2. The method of claim 1, wherein the step of obtaining samples in a corresponding sample obtaining sequence comprises:

and reading the target sample from the local cache.

3. The method of claim 2, wherein after the reading of the target sample from the local cache, the method further comprises:

4. A method according to claim 2 or 3, wherein said reading said target samples from a local cache comprises:

5. A method according to claim 2 or 3, wherein said reading said target samples from a local cache comprises:

and reading the target sample from the target data block of the local cache.

6. A method according to any one of claims 1 to 3, characterized in that the method further comprises:

7. The method of claim 6, wherein the cleaning the local cache comprises:

8. A method according to any one of claims 1 to 3, characterized in that the method further comprises:

9. The method of claim 8, wherein the identification of each sample, the identification of each data block, and the location information of each sample in a data block are stored in a mapping relationship.

10. A method according to any one of claims 1 to 3, wherein a plurality of data blocks in the dataset are stored in a distributed system, the sample comprising an image.
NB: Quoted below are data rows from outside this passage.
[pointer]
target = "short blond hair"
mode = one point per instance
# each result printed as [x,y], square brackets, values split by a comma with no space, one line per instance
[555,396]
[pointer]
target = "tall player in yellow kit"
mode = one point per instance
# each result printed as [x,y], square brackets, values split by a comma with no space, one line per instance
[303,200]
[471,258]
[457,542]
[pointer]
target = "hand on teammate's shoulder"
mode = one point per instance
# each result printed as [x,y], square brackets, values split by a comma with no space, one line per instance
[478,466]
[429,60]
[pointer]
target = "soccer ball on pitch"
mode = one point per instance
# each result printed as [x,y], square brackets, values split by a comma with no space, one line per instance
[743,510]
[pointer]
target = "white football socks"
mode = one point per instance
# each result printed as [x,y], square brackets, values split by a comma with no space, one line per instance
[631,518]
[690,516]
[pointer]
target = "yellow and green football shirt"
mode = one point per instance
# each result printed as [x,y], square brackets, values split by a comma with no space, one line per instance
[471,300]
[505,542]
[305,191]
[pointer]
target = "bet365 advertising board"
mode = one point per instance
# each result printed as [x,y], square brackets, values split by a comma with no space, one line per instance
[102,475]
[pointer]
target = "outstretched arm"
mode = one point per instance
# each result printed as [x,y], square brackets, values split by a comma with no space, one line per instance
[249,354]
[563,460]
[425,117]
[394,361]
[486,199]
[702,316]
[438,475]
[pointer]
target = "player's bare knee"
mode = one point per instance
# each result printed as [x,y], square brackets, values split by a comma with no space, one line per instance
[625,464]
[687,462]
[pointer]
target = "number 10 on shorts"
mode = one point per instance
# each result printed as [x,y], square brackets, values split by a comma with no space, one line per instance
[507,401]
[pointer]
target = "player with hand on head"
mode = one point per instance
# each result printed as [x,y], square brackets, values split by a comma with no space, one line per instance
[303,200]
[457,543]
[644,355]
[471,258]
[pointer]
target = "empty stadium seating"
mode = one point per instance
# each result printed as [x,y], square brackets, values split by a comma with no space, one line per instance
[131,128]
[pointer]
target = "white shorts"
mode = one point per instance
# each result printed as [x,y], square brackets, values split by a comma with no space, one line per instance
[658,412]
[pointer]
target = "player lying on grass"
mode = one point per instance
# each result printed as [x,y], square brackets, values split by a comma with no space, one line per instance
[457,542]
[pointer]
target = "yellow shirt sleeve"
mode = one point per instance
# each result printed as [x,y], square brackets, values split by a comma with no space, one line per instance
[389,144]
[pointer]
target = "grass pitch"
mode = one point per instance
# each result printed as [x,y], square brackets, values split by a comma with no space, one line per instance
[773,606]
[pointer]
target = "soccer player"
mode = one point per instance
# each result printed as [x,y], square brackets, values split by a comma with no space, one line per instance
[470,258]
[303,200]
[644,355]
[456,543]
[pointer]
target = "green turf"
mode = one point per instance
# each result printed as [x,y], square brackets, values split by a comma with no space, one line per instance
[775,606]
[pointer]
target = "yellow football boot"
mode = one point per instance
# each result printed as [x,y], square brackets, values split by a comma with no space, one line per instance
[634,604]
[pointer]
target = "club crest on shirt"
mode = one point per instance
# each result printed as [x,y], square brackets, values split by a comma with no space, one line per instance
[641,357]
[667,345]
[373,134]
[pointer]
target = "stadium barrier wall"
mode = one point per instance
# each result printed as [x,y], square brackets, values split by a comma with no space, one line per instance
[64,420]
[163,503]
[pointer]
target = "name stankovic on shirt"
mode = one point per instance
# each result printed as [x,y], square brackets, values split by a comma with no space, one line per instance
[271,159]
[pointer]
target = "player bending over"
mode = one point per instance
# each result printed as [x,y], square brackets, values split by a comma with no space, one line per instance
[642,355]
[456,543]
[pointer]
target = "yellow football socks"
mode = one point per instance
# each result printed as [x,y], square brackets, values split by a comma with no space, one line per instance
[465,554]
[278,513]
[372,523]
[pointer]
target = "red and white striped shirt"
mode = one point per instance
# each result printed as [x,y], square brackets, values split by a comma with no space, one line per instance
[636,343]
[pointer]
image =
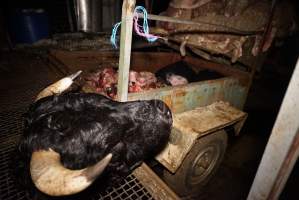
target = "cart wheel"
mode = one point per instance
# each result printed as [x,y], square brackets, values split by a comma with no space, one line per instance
[199,165]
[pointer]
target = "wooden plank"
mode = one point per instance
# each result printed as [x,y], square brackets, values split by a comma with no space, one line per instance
[282,149]
[191,125]
[125,49]
[153,184]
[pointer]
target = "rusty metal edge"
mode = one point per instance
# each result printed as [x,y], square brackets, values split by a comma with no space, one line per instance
[154,185]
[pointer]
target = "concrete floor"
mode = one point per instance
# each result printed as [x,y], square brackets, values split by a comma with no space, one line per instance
[235,176]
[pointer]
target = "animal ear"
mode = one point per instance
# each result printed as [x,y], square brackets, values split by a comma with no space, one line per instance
[59,86]
[52,178]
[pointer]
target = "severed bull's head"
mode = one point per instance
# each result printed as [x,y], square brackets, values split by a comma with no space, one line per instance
[85,127]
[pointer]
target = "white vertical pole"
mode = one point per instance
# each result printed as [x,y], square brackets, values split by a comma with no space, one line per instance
[125,49]
[282,149]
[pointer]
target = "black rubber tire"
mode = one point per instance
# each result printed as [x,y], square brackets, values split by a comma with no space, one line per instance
[209,149]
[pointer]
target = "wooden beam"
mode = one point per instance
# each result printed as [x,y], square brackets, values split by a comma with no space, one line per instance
[125,49]
[282,149]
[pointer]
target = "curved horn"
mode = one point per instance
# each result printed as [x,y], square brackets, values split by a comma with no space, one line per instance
[52,178]
[59,86]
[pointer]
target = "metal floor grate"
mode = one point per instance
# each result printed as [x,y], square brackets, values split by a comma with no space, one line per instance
[10,129]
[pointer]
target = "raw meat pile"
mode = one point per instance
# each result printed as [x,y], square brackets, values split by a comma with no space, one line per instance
[105,81]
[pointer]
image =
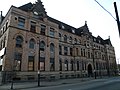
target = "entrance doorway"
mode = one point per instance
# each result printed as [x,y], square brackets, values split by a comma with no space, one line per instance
[90,73]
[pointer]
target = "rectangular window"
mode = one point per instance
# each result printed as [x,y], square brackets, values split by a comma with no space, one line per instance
[33,26]
[52,32]
[30,63]
[17,61]
[43,28]
[71,51]
[52,64]
[21,22]
[65,50]
[60,50]
[42,63]
[77,51]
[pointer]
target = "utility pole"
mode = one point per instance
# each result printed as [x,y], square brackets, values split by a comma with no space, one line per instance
[117,17]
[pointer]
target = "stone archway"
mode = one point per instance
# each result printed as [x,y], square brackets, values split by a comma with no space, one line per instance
[89,68]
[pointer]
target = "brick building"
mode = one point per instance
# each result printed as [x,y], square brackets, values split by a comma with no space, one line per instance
[31,41]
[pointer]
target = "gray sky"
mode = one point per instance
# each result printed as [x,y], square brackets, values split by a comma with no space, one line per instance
[76,12]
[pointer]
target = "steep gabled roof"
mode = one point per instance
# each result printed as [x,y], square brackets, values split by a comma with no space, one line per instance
[108,41]
[26,7]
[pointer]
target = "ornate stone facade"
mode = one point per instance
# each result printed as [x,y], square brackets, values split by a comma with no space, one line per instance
[34,41]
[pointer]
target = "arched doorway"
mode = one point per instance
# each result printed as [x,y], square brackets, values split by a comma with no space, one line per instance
[90,73]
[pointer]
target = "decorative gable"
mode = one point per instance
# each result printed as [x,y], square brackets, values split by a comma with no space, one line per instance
[38,9]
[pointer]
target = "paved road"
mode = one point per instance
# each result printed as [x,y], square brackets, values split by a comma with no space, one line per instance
[98,84]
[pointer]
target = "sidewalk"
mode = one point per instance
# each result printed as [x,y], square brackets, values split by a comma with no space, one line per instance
[26,85]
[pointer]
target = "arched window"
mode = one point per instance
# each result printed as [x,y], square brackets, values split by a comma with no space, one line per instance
[42,45]
[75,41]
[66,65]
[52,48]
[19,41]
[32,44]
[72,65]
[70,39]
[60,65]
[78,65]
[65,38]
[60,37]
[60,49]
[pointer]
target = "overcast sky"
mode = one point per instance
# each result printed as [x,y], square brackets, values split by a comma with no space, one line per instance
[76,12]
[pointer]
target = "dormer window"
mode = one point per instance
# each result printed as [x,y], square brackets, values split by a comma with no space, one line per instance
[33,26]
[43,28]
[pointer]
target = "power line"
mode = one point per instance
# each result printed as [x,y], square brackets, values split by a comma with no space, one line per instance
[105,9]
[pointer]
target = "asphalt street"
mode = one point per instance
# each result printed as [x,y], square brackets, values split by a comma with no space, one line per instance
[98,84]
11. An apparatus for obtaining a sample, the apparatus comprising:

The dividing module is used for dividing the data blocks scrambled by the first scrambling module into a plurality of processing batches, and each processing batch comprises a plurality of data blocks;

the second disturbing module is used for disturbing all samples in all data blocks in the same processing batch divided by the dividing module to obtain a sample acquisition sequence corresponding to each processing batch;

the acquisition module is used for acquiring samples according to the corresponding sample acquisition sequence obtained by the second scrambling module for any processing batch;

the caching module is used for acquiring a data block to which the sample belongs from the distributed system and caching the data block to the local before the sample is acquired; wherein, the acquisition module is further used for: and acquiring samples in a dividing manner according to the corresponding sample acquisition sequence, wherein one or more samples are acquired each time, and the plurality of samples acquired in a single time belong to the same data block.
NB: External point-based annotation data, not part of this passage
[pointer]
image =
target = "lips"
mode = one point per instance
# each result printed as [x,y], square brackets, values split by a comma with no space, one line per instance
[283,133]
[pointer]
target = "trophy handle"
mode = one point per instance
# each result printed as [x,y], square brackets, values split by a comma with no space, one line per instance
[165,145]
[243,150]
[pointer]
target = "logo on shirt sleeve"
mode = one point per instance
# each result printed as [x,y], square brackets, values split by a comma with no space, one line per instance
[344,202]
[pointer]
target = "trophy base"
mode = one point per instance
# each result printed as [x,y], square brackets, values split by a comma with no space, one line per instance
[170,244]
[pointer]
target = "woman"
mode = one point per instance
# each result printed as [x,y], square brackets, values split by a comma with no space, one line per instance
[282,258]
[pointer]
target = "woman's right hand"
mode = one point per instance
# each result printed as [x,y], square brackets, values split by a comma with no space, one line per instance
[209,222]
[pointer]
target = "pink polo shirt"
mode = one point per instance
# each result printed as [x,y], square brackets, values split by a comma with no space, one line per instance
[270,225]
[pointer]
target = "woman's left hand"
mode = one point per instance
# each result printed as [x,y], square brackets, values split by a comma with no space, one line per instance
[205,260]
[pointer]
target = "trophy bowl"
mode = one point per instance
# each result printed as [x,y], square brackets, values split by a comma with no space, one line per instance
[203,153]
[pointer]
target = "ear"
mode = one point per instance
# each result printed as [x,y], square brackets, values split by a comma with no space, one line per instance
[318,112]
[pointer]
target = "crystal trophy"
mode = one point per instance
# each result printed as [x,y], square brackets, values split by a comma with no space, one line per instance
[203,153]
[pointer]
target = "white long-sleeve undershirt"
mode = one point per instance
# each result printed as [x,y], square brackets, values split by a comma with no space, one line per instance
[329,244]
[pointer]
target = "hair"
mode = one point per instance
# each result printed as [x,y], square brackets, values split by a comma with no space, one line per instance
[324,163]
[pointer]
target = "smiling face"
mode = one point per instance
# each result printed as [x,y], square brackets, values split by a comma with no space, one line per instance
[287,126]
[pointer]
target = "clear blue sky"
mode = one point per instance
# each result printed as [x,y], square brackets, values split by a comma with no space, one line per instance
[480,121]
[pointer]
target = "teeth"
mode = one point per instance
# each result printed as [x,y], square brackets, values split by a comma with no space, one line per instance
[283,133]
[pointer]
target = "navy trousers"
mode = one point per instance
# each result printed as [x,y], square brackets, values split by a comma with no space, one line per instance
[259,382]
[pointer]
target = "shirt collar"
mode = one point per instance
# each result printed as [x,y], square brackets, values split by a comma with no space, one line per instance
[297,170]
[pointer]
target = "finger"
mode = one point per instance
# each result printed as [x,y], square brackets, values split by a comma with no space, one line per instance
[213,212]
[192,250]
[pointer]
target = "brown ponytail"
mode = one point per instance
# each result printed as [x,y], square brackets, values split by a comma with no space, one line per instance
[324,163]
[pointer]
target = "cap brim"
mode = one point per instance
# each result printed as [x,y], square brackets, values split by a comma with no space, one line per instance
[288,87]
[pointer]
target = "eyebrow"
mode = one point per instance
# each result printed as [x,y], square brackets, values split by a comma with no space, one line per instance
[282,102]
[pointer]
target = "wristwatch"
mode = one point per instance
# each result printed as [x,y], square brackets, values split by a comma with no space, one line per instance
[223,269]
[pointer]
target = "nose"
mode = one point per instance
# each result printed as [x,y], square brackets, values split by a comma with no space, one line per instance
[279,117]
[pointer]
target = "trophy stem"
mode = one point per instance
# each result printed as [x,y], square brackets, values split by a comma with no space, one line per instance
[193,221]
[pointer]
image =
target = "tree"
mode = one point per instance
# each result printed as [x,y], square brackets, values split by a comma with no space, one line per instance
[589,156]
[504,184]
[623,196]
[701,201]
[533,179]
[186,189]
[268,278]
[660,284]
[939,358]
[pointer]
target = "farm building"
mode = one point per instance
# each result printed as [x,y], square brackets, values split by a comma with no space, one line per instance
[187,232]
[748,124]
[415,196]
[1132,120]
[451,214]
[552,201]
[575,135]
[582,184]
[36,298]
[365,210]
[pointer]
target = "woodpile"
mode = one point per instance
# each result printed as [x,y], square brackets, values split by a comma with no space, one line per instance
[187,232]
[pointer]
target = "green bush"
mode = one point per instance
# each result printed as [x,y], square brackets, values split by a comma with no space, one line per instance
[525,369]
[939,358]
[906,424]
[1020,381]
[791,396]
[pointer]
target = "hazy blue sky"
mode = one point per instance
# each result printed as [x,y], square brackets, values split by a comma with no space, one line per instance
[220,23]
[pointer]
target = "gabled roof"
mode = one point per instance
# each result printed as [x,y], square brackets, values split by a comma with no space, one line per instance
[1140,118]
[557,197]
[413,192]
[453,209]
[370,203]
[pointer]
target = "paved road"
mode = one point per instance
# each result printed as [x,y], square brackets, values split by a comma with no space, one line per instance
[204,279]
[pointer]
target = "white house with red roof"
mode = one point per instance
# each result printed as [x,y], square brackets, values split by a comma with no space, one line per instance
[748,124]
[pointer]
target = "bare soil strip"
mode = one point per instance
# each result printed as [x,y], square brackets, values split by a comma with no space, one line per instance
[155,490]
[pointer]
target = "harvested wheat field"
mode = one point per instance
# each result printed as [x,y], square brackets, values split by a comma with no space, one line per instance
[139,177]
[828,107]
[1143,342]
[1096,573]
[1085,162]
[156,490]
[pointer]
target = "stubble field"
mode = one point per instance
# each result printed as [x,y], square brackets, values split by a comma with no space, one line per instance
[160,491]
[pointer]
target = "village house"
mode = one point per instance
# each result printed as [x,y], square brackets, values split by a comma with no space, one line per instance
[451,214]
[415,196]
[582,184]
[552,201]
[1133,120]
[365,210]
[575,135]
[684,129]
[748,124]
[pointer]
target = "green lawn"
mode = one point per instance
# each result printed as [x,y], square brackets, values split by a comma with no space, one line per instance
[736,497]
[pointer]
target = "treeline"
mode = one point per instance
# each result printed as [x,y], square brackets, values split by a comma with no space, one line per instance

12. The apparatus of claim 11, wherein the acquisition module is further configured to:

and reading the target sample from the local cache.

13. The apparatus of claim 12, wherein the apparatus further comprises:

14. The apparatus of claim 12 or 13, wherein the acquisition module is further configured to:

15. The apparatus of claim 12 or 13, wherein the acquisition module is further configured to:

and reading the target sample from the target data block of the local cache.

16. The apparatus according to any one of claims 11 to 13, characterized in that the apparatus further comprises:

17. The apparatus of claim 16, wherein the cleaning module is further configured to:

18. The apparatus according to any one of claims 11 to 13, characterized in that the apparatus further comprises:

19. The apparatus of claim 18, wherein the identification of each sample, the identification of each data block, and the location information of each sample in a data block are stored in a mapping relationship.

20. The apparatus of any of claims 11 to 13, wherein a plurality of data blocks in the dataset are stored in a distributed system, the sample comprising an image.

21. An electronic device, comprising:

a processor;

a memory for storing processor-executable instructions;

wherein the processor is configured to invoke the instructions stored in the memory to perform the method of any of claims 1 to 10.

22. A computer readable storage medium having stored thereon computer program instructions, which when executed by a processor, implement the method of any of claims 1 to 10.